One of the results of incomplete knowledge in this area is the tendency to read in philosophical assumptions. We can claim our behavior is determined by circumstances, so we are not responsible for our actions, or that we should accept ourselves no matter what, or that absolute independence is the ideal. But those who oppose psychology can go to the opposite extreme. In their zeal to uphold responsibility, they can lose compassion for the person they are counseling.

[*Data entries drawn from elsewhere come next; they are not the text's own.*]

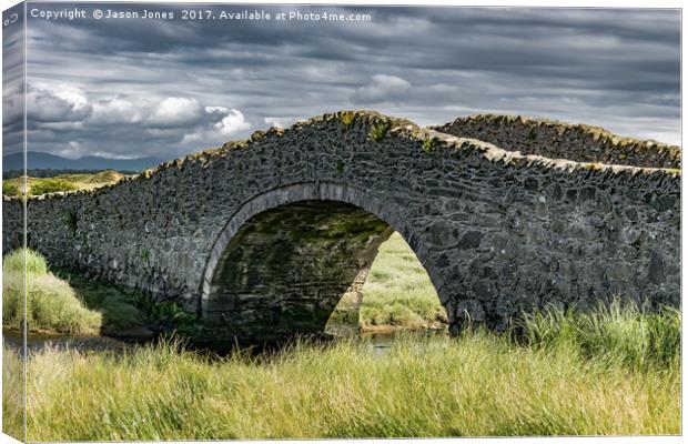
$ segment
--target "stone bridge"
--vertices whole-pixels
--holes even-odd
[[[436,128],[337,112],[255,132],[117,185],[27,201],[28,244],[58,268],[198,315],[216,341],[355,317],[398,231],[452,331],[547,304],[680,303],[680,149],[601,129],[479,115]],[[4,249],[22,201],[4,201]]]

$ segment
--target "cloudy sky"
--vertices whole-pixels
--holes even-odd
[[[95,20],[94,8],[174,19]],[[29,18],[29,150],[171,159],[341,109],[423,125],[526,114],[680,143],[677,10],[260,8],[372,20],[181,20],[183,6],[145,3]]]

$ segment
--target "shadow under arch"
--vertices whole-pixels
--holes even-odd
[[[346,310],[337,306],[343,299],[357,316],[367,272],[395,231],[444,305],[426,250],[395,209],[393,202],[331,182],[295,183],[245,202],[217,235],[203,273],[199,310],[213,342],[256,344],[322,334],[335,307]]]

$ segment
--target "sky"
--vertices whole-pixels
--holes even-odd
[[[28,18],[32,151],[166,160],[343,109],[421,125],[522,114],[680,144],[678,10],[262,6],[273,19],[251,21],[182,20],[182,4],[78,8],[87,18]],[[94,9],[174,19],[95,20]],[[296,10],[371,20],[274,20]],[[20,109],[21,82],[10,63],[3,73],[7,153],[21,149],[20,113],[7,111]]]

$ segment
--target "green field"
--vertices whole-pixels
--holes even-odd
[[[444,329],[447,313],[425,269],[399,233],[380,246],[363,285],[363,330]]]
[[[174,307],[50,271],[28,252],[29,326],[117,334]],[[3,325],[18,326],[22,253],[3,259]],[[398,234],[363,287],[361,327],[444,329],[446,313]],[[163,310],[164,309],[164,310]],[[28,374],[29,441],[636,435],[680,433],[680,313],[615,303],[527,316],[519,334],[398,333],[217,357],[176,340],[45,349]],[[21,436],[21,366],[3,350],[3,430]]]
[[[125,178],[124,174],[112,170],[93,173],[60,174],[54,178],[27,178],[27,194],[40,195],[58,191],[93,190],[117,183],[123,178]],[[2,194],[18,195],[23,182],[23,178],[4,179],[2,181]]]
[[[678,312],[559,312],[525,327],[401,337],[382,355],[362,339],[257,357],[174,342],[45,350],[28,363],[29,440],[680,433]]]

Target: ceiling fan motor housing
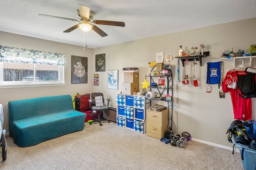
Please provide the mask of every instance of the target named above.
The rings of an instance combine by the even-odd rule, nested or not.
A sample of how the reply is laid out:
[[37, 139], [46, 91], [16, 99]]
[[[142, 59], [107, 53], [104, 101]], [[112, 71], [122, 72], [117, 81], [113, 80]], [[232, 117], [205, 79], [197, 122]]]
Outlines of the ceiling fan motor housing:
[[[89, 16], [89, 21], [90, 21], [92, 20], [93, 19], [93, 18], [94, 16], [94, 12], [91, 10], [90, 10], [90, 16]], [[84, 18], [82, 18], [81, 17], [81, 16], [80, 15], [80, 12], [79, 11], [79, 9], [78, 9], [76, 10], [76, 15], [77, 15], [77, 17], [79, 18], [80, 20], [84, 20]]]

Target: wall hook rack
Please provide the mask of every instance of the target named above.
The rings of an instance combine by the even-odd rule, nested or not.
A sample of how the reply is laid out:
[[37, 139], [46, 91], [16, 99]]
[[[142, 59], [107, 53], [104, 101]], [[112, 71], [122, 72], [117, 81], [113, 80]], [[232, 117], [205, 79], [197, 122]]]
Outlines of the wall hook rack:
[[202, 57], [206, 57], [209, 56], [209, 51], [206, 53], [206, 55], [204, 54], [206, 52], [204, 52], [204, 54], [202, 55], [190, 55], [188, 56], [181, 56], [181, 57], [175, 57], [175, 58], [179, 58], [180, 59], [182, 62], [182, 65], [184, 67], [184, 61], [186, 59], [188, 59], [188, 61], [194, 61], [195, 59], [196, 61], [199, 61], [200, 62], [200, 65], [202, 66]]

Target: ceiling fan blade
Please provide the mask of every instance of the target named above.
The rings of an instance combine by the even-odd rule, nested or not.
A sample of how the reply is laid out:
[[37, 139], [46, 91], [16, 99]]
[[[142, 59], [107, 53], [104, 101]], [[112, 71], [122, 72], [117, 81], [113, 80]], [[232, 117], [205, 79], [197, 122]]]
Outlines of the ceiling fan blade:
[[78, 4], [80, 16], [82, 18], [89, 20], [90, 17], [90, 8], [86, 6]]
[[68, 28], [68, 30], [64, 31], [63, 32], [70, 32], [73, 30], [77, 28], [78, 27], [79, 27], [78, 24], [75, 25], [72, 27], [70, 27], [70, 28]]
[[108, 26], [118, 26], [120, 27], [124, 27], [125, 24], [124, 22], [118, 21], [105, 21], [104, 20], [94, 20], [92, 22], [96, 24], [107, 25]]
[[101, 30], [100, 28], [96, 26], [93, 25], [92, 30], [98, 34], [100, 36], [102, 37], [106, 37], [108, 35], [105, 32]]
[[45, 15], [45, 14], [39, 14], [38, 15], [39, 16], [47, 16], [47, 17], [48, 17], [56, 18], [63, 19], [64, 19], [64, 20], [71, 20], [71, 21], [78, 21], [77, 20], [75, 20], [74, 19], [68, 18], [60, 17], [60, 16], [53, 16], [52, 15]]

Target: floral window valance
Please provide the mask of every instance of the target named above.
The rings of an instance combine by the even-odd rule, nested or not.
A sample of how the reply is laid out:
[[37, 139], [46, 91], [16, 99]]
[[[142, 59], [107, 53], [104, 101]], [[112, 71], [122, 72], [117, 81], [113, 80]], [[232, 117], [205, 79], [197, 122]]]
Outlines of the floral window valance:
[[0, 46], [0, 62], [65, 65], [65, 54]]

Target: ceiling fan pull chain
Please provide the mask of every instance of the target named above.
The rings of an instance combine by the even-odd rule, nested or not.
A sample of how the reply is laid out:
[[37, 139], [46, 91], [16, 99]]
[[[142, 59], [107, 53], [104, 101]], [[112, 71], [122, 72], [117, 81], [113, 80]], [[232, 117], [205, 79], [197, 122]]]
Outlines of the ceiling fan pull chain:
[[86, 32], [85, 34], [86, 34], [86, 47], [87, 47], [87, 32]]

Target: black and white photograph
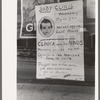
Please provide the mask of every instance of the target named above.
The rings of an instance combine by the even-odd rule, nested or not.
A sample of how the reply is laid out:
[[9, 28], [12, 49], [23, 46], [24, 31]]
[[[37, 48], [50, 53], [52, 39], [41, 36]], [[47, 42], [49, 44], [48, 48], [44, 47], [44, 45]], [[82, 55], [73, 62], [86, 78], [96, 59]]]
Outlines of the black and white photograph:
[[17, 0], [16, 100], [98, 100], [96, 0]]

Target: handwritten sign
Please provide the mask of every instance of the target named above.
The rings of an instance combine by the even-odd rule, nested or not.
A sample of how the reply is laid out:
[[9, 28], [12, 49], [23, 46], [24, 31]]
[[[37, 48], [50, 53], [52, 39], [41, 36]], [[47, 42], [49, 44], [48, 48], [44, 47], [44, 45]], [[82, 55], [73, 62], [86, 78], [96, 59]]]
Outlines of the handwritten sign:
[[57, 2], [57, 0], [21, 0], [20, 38], [36, 38], [36, 5], [44, 5]]
[[36, 22], [36, 78], [84, 81], [83, 2], [36, 6]]

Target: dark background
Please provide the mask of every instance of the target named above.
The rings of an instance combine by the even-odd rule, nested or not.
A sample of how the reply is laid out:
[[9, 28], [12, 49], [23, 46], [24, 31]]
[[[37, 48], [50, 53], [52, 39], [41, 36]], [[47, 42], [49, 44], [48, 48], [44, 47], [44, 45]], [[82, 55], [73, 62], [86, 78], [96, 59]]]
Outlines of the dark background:
[[[61, 0], [61, 2], [75, 0]], [[84, 1], [84, 65], [85, 81], [68, 80], [37, 80], [36, 79], [36, 38], [19, 38], [21, 25], [21, 4], [18, 0], [17, 7], [17, 82], [18, 83], [49, 83], [69, 85], [95, 85], [95, 19], [86, 16], [86, 0]]]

The bottom line is we are sinners saved by grace (Romans 3:21-31; Philippians 3:7-16; 2 Corinthians 3:4-18; 1 John 1:5-10), and we cannot expect to be completely well adjusted. Therefore, for minor mental foibles, considering the imperfect state of psychological knowledge, we are better off seeing them as part of life and dealing with them through Scripture and common sense. But in the case of crippling problems we need to deal with them as best we can using the methods available. I would urge caution in choosing treatment on the part of the person or their caregiver. We must be on guard against treatments that are opposed to Christianity or just do not work. (Going to a Christian counselor is a help but is not a guarantee.) But above all, you must realize you are dealing with a discipline where we do not know all the answers and judge accordingly.